This weekend we've got our five kids plus two nephews. That's six boys under age nine in a 1400 square foot house, in case you were wondering. Thankfully we've got an amazing five acres of woods, and I sent them all outside early. They'll hopefully stay out until lunch. The din of their chatter and the click, click, clicking of their toy guns might send me over the edge. I had to iron some things out within myself when they were too excited to finish their dinners, too excited to fall asleep, and too excited to stay quiet until the mandatory 7 am wake up call this morning.
As I made whole wheat cinnamon rolls for the kids and a gallon of coffee for myself this morning, I felt a little guilty serving a sugary breakfast to them and even worse that I planned on eating some of the homemade treat, myself.
Then it all came together.
Spirited children are good, whole wheat is good, children learning to control a weapon and control themselves is good. They've slept, eaten, and now they'll spend their day in the great outdoors. Its all very good.
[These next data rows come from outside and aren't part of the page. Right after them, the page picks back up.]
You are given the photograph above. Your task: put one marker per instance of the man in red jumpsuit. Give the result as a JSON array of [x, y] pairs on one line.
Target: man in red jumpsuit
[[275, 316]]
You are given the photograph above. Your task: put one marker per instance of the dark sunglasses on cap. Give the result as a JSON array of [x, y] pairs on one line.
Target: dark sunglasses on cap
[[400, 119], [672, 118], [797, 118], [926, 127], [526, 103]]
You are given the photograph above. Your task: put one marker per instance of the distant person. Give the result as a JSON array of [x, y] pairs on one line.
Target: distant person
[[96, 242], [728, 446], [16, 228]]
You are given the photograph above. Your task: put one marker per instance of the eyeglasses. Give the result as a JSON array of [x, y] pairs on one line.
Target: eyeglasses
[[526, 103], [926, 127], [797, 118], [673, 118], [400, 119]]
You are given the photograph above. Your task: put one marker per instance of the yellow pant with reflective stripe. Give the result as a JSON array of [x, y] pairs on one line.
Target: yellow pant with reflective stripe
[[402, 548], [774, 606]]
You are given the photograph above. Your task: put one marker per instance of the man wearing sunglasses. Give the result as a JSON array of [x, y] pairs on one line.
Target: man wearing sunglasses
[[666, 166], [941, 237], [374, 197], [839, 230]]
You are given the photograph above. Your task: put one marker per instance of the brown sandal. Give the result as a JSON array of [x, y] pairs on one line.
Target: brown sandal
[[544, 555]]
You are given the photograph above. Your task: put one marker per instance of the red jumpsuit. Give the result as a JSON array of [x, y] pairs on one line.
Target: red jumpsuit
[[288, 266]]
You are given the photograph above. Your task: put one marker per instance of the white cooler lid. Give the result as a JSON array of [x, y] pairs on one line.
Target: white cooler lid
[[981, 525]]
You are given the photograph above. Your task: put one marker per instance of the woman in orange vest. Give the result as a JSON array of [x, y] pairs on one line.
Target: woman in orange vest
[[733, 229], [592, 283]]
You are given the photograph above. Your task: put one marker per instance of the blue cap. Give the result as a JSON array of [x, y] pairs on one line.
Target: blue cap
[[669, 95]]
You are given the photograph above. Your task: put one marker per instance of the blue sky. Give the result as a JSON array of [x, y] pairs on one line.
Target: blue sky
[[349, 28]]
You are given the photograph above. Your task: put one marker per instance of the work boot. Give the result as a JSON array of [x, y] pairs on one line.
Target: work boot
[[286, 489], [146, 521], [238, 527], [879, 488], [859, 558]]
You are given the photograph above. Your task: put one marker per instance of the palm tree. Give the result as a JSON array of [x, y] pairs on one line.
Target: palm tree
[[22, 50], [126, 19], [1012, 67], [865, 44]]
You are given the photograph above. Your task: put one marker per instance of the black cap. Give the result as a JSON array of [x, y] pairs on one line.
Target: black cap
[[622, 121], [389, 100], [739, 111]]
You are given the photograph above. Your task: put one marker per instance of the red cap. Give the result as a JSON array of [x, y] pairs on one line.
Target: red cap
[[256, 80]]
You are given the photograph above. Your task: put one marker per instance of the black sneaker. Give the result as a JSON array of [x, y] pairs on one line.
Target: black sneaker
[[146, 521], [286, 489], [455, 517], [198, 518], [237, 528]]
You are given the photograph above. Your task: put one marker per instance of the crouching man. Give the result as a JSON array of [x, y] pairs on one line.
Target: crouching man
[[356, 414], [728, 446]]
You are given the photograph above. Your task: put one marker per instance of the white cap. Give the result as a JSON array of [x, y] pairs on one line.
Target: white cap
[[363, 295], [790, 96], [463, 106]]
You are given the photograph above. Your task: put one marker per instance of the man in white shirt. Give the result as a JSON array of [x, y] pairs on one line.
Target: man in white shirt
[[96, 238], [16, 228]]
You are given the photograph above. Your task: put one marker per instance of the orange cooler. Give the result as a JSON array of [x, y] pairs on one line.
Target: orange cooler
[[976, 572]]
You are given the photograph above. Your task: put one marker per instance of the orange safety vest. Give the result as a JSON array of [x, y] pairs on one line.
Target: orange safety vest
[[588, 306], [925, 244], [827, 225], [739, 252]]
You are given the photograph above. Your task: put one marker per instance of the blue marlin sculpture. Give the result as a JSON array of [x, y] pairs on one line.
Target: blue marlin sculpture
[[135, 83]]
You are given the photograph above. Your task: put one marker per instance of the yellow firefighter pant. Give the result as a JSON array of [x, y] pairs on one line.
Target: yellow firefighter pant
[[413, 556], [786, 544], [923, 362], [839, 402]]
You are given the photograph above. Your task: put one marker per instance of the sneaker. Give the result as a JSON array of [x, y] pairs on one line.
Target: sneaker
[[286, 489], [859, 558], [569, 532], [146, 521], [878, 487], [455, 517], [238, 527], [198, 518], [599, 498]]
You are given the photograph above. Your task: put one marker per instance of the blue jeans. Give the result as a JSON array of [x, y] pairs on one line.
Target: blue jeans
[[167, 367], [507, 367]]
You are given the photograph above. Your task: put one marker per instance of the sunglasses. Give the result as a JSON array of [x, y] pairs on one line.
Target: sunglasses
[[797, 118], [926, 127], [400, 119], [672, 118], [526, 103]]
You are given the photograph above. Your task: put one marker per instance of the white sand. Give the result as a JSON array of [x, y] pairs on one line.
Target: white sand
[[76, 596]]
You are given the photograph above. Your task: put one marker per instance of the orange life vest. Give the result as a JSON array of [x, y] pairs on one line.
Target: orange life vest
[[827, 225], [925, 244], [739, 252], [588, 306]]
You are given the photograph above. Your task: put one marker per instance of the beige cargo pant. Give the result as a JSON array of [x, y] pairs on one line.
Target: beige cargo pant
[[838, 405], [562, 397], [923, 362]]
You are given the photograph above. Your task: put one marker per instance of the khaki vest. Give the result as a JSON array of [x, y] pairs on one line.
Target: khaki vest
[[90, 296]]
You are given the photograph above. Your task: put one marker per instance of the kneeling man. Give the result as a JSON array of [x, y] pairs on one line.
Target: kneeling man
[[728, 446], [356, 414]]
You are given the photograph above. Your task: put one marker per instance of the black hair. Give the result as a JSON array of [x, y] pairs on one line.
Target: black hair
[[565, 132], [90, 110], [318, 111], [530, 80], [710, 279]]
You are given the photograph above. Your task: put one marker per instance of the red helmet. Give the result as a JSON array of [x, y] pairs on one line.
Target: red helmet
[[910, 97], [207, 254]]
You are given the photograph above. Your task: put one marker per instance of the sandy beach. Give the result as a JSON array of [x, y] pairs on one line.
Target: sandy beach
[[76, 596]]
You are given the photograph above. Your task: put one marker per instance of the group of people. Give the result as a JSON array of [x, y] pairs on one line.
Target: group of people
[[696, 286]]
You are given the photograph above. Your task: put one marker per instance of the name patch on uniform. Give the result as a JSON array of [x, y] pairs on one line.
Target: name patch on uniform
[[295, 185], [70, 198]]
I struggle with relinquishing control of my kids. I want for them what I think is best. Its best that children don't make a nuisance of themselves, that they eat healthy foods, learn to finish what food they've been given, sleep when I say to sleep and rise when I say to rise. But what I've come to realize is that I can't always force a child to be what I think they should be. I've got to learn to acknowledge the good and encourage my children to want what is best. I say, "I won't force you to sleep or to pray, but what I will do is train you to lay quietly without talking when it comes time to sleep, and kneel when your family kneels. So I train for good habits of obedience, and pray they will grow to want what is best instead of settling for what is not bad.
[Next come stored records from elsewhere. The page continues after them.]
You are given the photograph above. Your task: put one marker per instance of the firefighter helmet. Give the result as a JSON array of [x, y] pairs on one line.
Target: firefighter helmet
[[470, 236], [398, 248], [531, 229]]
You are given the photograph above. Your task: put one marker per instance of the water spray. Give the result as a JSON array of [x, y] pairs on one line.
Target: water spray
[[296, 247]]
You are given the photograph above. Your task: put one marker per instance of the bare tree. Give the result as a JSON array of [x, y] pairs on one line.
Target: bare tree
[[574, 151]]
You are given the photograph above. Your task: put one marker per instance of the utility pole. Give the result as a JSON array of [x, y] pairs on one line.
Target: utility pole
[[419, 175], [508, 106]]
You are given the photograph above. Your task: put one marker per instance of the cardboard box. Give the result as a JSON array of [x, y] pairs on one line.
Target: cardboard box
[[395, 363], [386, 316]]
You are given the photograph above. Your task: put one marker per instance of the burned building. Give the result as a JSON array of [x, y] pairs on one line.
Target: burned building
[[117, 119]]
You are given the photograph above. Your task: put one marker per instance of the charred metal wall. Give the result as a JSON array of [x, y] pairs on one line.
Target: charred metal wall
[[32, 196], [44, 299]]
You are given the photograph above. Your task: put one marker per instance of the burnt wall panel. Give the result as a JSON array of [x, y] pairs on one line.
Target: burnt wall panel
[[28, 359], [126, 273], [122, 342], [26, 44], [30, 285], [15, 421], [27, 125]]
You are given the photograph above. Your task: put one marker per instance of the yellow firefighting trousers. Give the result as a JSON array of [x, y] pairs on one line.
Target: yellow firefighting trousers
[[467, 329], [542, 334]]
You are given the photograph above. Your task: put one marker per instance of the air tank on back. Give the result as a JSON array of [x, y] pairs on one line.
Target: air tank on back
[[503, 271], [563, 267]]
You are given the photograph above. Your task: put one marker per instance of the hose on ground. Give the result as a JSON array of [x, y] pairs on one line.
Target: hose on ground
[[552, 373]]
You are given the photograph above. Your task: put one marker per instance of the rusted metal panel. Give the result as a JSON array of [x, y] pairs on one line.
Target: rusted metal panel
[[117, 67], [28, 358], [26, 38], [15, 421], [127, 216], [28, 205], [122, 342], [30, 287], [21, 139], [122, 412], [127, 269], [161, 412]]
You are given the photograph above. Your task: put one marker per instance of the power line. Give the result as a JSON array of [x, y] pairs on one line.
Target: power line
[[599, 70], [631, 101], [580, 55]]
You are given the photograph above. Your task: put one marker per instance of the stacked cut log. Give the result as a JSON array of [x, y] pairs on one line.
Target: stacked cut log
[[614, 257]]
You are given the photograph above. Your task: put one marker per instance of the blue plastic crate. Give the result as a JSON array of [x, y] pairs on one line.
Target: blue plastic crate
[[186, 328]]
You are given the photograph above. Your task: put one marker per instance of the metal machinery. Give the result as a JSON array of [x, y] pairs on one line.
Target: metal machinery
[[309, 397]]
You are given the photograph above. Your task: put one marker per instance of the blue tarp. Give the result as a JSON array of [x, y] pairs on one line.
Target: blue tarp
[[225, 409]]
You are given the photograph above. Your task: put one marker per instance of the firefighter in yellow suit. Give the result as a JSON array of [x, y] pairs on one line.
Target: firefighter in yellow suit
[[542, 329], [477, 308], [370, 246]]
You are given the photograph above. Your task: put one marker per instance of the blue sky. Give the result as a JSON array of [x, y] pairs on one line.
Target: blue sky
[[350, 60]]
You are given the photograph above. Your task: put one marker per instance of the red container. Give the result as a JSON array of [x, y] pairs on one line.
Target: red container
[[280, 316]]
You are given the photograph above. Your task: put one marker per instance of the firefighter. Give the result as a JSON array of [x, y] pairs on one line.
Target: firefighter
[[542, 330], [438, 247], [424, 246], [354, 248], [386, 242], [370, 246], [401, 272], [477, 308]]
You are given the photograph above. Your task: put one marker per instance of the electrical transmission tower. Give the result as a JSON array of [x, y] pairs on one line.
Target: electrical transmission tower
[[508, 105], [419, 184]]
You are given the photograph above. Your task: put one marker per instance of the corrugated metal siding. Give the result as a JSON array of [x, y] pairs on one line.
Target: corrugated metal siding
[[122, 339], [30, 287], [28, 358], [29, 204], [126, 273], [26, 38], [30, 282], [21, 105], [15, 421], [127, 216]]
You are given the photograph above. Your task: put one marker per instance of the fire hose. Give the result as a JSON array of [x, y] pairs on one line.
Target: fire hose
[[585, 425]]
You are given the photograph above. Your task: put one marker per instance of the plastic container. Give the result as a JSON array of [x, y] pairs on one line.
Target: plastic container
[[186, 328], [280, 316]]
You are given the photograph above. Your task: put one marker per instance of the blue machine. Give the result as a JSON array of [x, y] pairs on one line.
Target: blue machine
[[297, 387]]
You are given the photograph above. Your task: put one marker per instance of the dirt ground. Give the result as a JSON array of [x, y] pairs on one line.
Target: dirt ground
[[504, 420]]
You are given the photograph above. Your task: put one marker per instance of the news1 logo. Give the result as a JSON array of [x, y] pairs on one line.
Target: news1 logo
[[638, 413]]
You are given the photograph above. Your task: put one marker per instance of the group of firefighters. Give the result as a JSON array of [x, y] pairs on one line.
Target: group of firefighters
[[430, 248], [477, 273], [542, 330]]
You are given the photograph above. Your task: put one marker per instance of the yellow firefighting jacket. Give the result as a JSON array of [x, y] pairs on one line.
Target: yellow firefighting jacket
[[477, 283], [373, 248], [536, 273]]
Training my own mind and the habits that flow out of it has become quite a theme in my life. Almost every time I am having an issue with another person, I look in the mirror and find that its actually myself that needs adjusted.
My diet isn't going to be perfectly healthy. Sometimes there actually isn't time to work out. I used to run myself ragged thinking that ideally the house would be tidy most of the time, and some of the time it wouldn't be. What is actually good is that, with kids, the house is messy most of the time and their are lovely moments of cleanliness.
So I keep my eyes on what I believe perfection is for myself and my home. And I plan and create an order that is always seeking for what is best. But for the sake of peace, joy, harmony, reason, and growth I've got to make friends with what is not bad. A home that loves the good yet works for what is best is an ideal atmosphere for everyone. Its a balance that we must strike within our private persons and in the office of motherhood.